Crítica de cine
'The Brutalist': la triste historia de un arquitecto judío que huye de sí mismo
Adrien Brody protagoniza esta película con buenas interpretaciones que naufraga en su guion
Lászlo Toth (Adrien Brody) es un importante arquitecto húngaro judío que logra huir de Europa durante la Segunda Guerra Mundial, pero su mujer Erzsébet (Felicity Jones) y su sobrina Zsófia (Raffey Cassidy), internadas en un campo de concentración nazi, no logran salir. Lászlo se va a vivir a Filadelfia (Pensilvania), donde trabaja un primo suyo que le consigue una ocupación. Cuando la guerra finaliza, Lászlo trata de que su mujer y sobrina se reúnan con él. En ese tiempo consigue ser el protegido del millonario Van Buren (Guy Pearce) que le encarga un proyecto mastodóntico. El argumento sigue los avatares del arquitecto y su familia hasta los años ochenta.

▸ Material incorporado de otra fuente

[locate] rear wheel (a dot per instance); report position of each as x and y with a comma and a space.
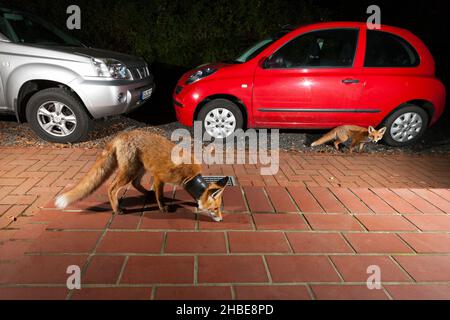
57, 115
220, 118
405, 126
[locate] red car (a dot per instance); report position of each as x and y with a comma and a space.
319, 76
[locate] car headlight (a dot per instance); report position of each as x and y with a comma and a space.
200, 74
111, 68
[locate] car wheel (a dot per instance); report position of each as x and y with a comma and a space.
57, 115
405, 126
220, 118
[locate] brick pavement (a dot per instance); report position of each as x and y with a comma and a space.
308, 232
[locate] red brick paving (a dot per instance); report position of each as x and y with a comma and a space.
309, 232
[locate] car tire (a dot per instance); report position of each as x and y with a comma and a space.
57, 115
405, 126
224, 117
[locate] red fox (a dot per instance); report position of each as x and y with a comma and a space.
134, 153
359, 135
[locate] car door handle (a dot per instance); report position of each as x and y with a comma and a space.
350, 81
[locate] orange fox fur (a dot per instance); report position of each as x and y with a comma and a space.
134, 153
359, 135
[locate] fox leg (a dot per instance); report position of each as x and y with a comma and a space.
122, 179
137, 182
158, 187
336, 144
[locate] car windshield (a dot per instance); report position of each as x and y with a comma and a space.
25, 28
256, 49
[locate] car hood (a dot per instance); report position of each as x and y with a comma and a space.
99, 53
218, 66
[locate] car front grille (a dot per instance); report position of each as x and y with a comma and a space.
139, 73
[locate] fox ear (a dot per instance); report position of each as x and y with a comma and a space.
215, 193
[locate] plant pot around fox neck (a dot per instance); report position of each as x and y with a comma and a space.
196, 186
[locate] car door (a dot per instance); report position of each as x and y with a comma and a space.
310, 82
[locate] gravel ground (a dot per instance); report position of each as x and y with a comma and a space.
14, 134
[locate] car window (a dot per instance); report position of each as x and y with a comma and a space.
326, 48
388, 50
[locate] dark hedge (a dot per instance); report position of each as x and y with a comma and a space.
182, 33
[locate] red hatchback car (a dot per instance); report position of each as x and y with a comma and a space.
319, 76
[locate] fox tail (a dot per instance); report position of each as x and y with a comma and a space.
327, 137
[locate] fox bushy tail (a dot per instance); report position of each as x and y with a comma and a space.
328, 137
100, 172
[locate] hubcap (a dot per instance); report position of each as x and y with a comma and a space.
56, 118
220, 123
406, 127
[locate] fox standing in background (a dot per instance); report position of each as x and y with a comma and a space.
134, 153
359, 135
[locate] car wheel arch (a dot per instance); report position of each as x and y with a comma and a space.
29, 88
231, 98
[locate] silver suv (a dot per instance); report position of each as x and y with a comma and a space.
59, 85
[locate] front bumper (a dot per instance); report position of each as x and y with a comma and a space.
185, 101
108, 98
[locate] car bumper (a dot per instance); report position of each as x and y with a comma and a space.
185, 101
108, 98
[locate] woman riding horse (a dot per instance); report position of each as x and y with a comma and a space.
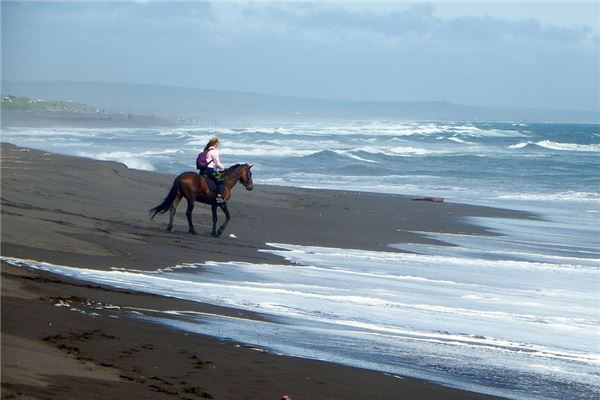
194, 187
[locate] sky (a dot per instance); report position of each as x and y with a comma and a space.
510, 54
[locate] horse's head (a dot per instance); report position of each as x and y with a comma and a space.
246, 176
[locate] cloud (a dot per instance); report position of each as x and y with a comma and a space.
348, 50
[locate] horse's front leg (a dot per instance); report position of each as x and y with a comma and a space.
172, 211
214, 211
188, 214
227, 218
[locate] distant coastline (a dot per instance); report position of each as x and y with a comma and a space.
190, 105
54, 119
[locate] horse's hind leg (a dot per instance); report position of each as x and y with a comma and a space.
188, 214
227, 218
172, 211
214, 212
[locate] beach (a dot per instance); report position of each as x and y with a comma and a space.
64, 338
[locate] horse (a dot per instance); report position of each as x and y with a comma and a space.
194, 187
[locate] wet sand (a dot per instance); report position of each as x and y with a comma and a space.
94, 214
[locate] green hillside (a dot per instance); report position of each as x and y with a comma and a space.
27, 104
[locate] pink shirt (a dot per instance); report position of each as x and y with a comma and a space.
212, 158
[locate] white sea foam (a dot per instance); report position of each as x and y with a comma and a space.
371, 308
568, 146
132, 160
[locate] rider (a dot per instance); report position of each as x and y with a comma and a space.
214, 170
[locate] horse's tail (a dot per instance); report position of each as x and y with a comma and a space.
167, 202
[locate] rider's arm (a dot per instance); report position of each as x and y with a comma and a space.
216, 160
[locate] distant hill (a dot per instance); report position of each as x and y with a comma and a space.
10, 102
189, 104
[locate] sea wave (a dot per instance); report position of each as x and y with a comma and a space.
550, 145
559, 196
131, 160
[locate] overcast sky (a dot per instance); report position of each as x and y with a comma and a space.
536, 54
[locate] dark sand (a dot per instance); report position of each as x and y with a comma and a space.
84, 213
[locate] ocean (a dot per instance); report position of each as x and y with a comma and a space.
516, 315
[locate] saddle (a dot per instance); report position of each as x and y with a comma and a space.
211, 181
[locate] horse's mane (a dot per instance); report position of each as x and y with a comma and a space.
236, 166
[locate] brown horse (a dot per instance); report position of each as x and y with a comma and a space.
194, 187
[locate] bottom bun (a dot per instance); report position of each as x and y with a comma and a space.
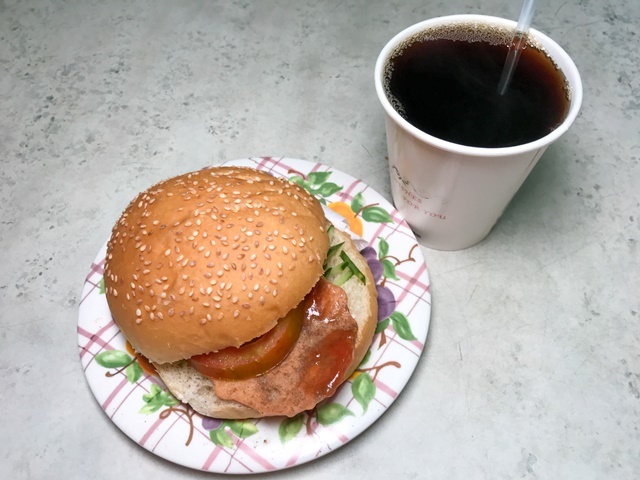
190, 386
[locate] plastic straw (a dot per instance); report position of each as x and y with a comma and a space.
519, 38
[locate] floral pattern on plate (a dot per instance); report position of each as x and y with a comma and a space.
137, 401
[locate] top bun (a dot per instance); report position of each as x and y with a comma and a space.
212, 259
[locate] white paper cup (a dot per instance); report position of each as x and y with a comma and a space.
452, 195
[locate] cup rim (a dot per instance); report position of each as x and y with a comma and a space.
561, 57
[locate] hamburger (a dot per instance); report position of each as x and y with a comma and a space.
244, 297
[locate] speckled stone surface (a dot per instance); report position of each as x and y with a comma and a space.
532, 365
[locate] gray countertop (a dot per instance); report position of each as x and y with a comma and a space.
532, 364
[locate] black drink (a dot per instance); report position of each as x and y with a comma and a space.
444, 81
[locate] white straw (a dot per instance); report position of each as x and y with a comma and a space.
524, 22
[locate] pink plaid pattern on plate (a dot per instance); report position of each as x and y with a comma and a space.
140, 405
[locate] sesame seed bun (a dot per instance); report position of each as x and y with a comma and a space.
212, 259
198, 390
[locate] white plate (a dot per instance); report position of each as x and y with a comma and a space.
141, 407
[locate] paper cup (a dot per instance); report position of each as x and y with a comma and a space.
452, 195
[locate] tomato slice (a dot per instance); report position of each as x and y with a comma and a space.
255, 357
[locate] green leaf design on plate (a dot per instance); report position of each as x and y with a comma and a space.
318, 178
133, 372
363, 390
219, 436
332, 413
357, 203
328, 189
297, 179
389, 269
376, 215
366, 357
383, 248
382, 325
242, 428
290, 427
156, 399
401, 325
113, 359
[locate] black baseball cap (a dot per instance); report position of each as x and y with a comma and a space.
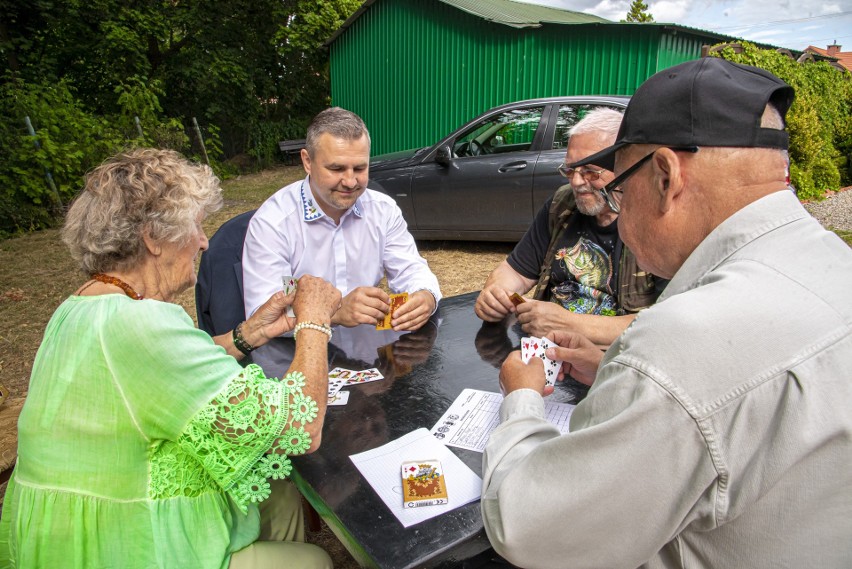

Al frente de este largometraje está Brady Corbet, más conocido como actor que como director, siendo este su primer proyecto relevante. Tan relevante que ha conseguido tres Globos de Oro: a mejor película, mejor director y mejor actor. Si la película tuviese que ser valorada solo por sus cualidades visuales habría que darle una nota excelente. Si se evaluara la banda sonora y su uso dramático también merecería un sobresaliente. Incluso si únicamente nos fijáramos en la interpretación de actores, Adrien Brody y Felicity Jones tendrían todo nuestro respeto. Pero la alegría se acaba si nos referimos al guion. Y este naufraga sobre todo en la construcción del personaje de Lászlo. En el centro de la película está su arquitectura, pero no él como arquitecto. No sabemos nada de sus procesos creativos, de su amor por las formas, de su relación con la belleza. De hecho cuesta verle como artista.
Por ello el epílogo del filme, con el discurso solemne de Zsófia sobre la obra de su tío Lászlo, se nos antoja una prótesis extraña que poco tiene que ver con lo que hemos visto durante las tres horas anteriores. La película pone el foco en la tortuosa vida íntima de Lászlo, en sus adicciones y sus coyunturas sexuales, y su vocación artística es casi un dato anecdótico. El resultado es como una casa de cartón que cuando estás pegando una pared se despega la otra y no hay forma de conseguir un acabado rotundo y coherente. Por otra parte, el giro sorprendente en la trama de la relación de Lászlo con Van Buren es un deus ex machina que suena a artificio de guion desesperado. La cinta cuenta con el tono feminista de los últimos tiempos: la mayoría de los varones son oscuros o tóxicos, mientras que las mujeres son moralmente fuertes y luminosas.
Ciertamente la potencia de las imágenes es indiscutible, con algunos encuadres memorables en lo visual y lo musical, como el plano aéreo del tren que lleva los materiales de la obra, o los travellings por las carreteras. Pero el envoltorio no es todo en una película, y aunque puede ser lo que más deslumbra no es lo único importante. Hay que advertir que la segunda parte de película es melancólica y triste, con aroma nihilista, y que no estamos ante una propuesta de cine familiar, por su tratamiento de las drogas y el sexo. En resumen, después de dejar claros los méritos del filme, no parece que se justifique su éxito en los Globos de Oro –y quién sabe si en los Oscar–.